Publié le 2025-11-01 18:14:00. Un mois d’octobre tendu en Andalousie suite à une erreur dans la projection des cas de cancer du sein, suscitant une vague de manifestations et de vives critiques. La ministre des Finances a dénoncé la tentative de minimisation de la gravité de la situation.
- Des milliers de personnes ont manifesté pour exiger des comptes suite à une erreur dans la projection des cas de cancer du sein en Andalousie.
- La présidente de la Junta de Andalucía, Juanma Moreno, est visée par des appels à la démission.
- La ministre des Finances, María Jesús Montero, a qualifié la situation d' »effondrement » des services publics dû à un manque d’engagement et à des politiques de privatisation.

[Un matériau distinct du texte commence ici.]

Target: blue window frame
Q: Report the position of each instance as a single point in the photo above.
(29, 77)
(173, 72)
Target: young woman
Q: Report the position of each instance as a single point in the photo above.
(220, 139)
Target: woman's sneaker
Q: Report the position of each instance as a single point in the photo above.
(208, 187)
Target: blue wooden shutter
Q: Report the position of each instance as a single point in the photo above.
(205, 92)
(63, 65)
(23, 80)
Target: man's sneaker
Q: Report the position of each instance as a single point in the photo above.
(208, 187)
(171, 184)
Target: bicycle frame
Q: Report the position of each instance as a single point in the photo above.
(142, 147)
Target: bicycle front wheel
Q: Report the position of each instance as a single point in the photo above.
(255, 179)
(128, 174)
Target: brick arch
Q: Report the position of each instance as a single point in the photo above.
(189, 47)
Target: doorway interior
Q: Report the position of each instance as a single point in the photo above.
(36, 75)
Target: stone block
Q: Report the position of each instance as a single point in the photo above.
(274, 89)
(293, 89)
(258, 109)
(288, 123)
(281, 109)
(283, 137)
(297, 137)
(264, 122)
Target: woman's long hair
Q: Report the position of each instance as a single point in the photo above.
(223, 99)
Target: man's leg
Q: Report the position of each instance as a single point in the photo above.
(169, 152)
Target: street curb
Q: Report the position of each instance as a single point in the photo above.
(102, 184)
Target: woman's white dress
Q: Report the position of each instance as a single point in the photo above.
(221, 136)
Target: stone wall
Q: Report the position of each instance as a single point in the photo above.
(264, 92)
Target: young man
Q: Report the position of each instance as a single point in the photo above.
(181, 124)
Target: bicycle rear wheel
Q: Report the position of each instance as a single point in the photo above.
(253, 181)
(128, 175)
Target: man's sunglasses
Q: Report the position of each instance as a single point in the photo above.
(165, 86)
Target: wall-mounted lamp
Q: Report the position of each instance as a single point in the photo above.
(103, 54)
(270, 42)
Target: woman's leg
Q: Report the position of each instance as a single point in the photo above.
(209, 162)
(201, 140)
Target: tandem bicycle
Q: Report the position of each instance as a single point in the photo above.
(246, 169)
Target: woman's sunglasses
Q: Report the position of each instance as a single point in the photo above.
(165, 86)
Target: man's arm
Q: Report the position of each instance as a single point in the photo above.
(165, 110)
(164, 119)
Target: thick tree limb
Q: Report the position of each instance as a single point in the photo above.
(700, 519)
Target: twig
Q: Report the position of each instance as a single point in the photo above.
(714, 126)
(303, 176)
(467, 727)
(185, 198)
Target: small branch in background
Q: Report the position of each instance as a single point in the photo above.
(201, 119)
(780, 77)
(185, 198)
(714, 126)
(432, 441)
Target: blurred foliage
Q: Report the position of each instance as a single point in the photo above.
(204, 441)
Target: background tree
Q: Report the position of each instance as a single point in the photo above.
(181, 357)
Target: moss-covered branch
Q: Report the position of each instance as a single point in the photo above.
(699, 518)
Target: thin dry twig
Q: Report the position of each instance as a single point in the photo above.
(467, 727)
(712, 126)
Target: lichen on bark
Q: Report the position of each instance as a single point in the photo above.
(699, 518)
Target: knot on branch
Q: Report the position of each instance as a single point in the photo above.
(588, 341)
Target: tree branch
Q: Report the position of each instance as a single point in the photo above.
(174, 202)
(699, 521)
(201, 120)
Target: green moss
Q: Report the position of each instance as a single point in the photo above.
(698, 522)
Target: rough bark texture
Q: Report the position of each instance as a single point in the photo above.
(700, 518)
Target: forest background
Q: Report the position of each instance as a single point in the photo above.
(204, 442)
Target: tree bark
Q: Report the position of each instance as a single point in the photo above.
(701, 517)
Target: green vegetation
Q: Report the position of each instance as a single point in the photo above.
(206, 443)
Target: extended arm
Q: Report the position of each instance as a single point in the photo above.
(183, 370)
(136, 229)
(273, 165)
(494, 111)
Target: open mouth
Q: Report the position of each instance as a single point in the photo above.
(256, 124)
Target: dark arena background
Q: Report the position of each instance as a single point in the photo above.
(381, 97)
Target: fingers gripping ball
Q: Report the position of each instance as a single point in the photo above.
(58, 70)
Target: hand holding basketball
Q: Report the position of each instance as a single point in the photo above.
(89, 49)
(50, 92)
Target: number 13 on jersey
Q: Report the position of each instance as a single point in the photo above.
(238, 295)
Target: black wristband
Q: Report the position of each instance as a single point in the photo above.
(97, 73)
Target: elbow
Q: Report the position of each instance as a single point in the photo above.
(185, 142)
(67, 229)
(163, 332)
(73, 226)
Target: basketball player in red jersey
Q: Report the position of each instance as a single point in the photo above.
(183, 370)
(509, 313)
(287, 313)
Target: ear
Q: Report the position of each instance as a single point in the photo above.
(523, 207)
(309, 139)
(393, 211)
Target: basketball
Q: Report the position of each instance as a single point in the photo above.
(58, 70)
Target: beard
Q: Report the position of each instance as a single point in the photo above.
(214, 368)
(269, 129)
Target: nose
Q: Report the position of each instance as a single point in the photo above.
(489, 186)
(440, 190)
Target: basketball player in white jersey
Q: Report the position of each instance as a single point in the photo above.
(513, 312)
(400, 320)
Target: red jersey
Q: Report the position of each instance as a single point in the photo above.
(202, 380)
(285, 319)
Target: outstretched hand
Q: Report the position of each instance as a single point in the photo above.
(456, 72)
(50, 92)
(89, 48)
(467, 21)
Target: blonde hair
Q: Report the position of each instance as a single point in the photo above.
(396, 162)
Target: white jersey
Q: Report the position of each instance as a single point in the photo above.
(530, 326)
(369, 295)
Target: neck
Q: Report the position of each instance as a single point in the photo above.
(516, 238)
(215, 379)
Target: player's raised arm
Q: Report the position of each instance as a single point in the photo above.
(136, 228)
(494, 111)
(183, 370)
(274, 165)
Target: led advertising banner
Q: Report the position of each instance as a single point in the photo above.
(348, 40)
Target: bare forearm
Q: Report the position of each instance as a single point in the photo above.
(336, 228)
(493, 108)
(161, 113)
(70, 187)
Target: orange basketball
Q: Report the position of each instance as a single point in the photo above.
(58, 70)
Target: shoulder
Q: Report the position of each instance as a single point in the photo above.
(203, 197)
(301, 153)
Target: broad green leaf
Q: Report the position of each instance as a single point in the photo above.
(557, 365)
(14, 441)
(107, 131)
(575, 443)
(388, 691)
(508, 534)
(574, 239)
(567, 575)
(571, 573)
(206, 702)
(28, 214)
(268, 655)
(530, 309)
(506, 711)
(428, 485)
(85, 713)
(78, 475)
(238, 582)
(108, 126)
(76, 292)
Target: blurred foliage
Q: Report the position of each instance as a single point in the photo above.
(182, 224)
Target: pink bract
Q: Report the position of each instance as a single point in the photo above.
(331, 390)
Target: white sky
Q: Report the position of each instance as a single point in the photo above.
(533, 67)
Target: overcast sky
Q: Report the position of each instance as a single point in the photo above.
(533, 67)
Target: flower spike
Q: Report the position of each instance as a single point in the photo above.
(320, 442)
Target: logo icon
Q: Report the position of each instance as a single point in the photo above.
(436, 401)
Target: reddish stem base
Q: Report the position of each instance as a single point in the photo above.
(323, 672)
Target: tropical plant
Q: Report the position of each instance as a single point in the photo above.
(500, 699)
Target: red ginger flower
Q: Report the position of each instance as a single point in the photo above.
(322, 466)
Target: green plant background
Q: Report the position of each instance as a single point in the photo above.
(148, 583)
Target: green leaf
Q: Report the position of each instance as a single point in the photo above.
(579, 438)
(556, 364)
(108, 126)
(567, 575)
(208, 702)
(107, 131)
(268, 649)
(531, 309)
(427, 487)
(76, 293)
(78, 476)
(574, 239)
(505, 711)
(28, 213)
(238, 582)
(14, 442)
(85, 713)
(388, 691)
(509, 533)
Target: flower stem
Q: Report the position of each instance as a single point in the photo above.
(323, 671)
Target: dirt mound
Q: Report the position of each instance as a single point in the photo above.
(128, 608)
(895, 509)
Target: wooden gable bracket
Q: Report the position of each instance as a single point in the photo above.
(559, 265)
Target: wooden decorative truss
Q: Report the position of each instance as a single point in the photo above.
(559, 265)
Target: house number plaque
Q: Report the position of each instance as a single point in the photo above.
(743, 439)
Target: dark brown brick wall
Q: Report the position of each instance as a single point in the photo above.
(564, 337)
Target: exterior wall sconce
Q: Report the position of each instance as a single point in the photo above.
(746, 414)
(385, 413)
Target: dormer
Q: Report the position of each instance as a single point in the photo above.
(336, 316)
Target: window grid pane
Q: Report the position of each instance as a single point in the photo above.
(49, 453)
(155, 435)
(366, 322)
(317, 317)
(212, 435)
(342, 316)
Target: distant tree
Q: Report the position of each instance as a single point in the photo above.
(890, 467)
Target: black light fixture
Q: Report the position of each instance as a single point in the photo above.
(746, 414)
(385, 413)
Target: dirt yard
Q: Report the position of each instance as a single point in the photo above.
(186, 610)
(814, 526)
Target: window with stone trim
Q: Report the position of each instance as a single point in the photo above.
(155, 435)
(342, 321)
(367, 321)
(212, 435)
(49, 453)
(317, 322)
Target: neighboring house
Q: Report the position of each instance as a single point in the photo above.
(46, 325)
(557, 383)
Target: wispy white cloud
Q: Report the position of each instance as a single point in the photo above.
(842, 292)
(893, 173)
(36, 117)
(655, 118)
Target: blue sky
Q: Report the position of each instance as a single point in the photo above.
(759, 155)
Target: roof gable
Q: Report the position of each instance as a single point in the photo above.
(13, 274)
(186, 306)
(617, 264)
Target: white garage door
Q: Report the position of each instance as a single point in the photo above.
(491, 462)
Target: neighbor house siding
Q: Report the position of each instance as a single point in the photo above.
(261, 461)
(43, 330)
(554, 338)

Le mois dernier a été marqué par une polémique significative en Andalousie, concernant une erreur dans les projections relatives au cancer du sein. Cet incident a provoqué une mobilisation importante, avec des milliers de citoyens descendus dans la rue pour réclamer des explications et des comptes. La gravité de la situation a été soulignée par María Jesús Montero, secrétaire générale du PSOE-A, première vice-présidente du gouvernement et ministre des Finances, qui a jugé « inadmissible que certains tentent de relativiser l’importance de la vie ». Elle a insisté sur le fait que « même si cela vient de l’un des nôtres », la gravité demeure.
Au cœur de ce scandale se trouve Juanma Moreno, président de la Junta de Andalucía, dont la démission est réclamée par une partie de la population. Depuis l’éclatement de la controverse, de nombreuses femmes se retrouvent dans l’attente angoissante d’un diagnostic, vivant dans la peur de recevoir des nouvelles tardives et potentiellement mauvaises.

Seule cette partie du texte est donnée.